I’m really excited to already be working on the next 360|iDev, in San Jose! Not to mention the next 360|Flex! I can’t wait to see all my new friends, as well as the new people who have heard about the conference and will attend next time.


Adobe MAX is the annual “geek out” for those of us doing anything with Adobe technologies. It’s a huge event, costs a metric buttload, and is usually pretty over the top. It’s also hugely fun, and a great way to see folks who don’t come out for other events typically. It’s also nice to attend an event that I’m not organizing, or at least not organizing much of.

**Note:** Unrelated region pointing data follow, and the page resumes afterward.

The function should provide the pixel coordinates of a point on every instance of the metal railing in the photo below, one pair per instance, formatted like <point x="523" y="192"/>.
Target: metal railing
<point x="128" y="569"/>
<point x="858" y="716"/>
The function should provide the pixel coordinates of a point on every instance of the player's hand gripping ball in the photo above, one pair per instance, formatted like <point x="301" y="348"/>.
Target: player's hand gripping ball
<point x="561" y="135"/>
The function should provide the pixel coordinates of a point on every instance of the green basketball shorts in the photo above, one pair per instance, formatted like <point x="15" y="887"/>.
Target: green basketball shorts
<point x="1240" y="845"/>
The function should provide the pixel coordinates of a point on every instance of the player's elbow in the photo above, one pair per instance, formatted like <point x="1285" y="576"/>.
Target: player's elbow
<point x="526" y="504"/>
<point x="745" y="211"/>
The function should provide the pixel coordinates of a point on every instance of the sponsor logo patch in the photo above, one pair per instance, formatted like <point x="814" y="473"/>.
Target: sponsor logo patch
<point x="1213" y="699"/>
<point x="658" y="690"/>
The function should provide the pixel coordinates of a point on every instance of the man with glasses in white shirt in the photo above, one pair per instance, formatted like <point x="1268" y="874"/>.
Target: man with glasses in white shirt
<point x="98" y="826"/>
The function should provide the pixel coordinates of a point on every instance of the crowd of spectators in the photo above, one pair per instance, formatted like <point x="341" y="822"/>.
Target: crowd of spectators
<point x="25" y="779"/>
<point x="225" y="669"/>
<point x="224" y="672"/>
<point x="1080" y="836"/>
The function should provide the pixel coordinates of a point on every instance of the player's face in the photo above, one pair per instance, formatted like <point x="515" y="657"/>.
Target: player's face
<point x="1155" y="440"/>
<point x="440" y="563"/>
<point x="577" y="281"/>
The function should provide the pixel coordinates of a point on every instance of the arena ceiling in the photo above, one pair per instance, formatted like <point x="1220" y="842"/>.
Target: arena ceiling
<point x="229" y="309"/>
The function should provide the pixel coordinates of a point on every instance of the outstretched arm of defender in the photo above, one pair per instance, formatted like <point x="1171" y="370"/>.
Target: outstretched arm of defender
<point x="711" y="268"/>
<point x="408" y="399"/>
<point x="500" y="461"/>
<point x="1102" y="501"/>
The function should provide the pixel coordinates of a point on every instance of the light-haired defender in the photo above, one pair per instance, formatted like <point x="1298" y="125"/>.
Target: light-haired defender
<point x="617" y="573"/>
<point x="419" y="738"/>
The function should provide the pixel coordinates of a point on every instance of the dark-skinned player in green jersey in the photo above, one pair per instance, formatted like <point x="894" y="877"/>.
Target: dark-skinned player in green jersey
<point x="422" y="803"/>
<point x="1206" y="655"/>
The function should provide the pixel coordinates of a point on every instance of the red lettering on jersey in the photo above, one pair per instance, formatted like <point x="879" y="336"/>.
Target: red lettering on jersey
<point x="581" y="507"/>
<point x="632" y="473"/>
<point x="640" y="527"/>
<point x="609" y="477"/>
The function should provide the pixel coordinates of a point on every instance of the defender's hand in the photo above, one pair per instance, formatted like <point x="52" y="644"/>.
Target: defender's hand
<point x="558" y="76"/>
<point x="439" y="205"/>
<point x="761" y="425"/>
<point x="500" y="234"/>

360|Conferences does an unconference at MAX, to bring some community to the event. It’s always a good time, we get some great speakers to give us some time and share what they know. It was really cool this time that we had some more interesting topics; Arduino/Flex interaction, How a rock band uses Flex/AIR and even iPhone in their performances, etc.

It was a good time.

Next time, we’ll limit talks to 30 minutes. It’s about double the sessions, but I think 30 minutes is a good time slot, we can get more great topics going.

The funnest part of my job (If I can call it that) is doing different types of events. They’re not just always the same event over and over. Even 360|Flex and 360|iDev, while super similar, and based on the same ideals, are vastly different. Then throw in Ignite, 360|FlexPress, and hopefully a Festival of Books, and it’s just a great time bringing people together!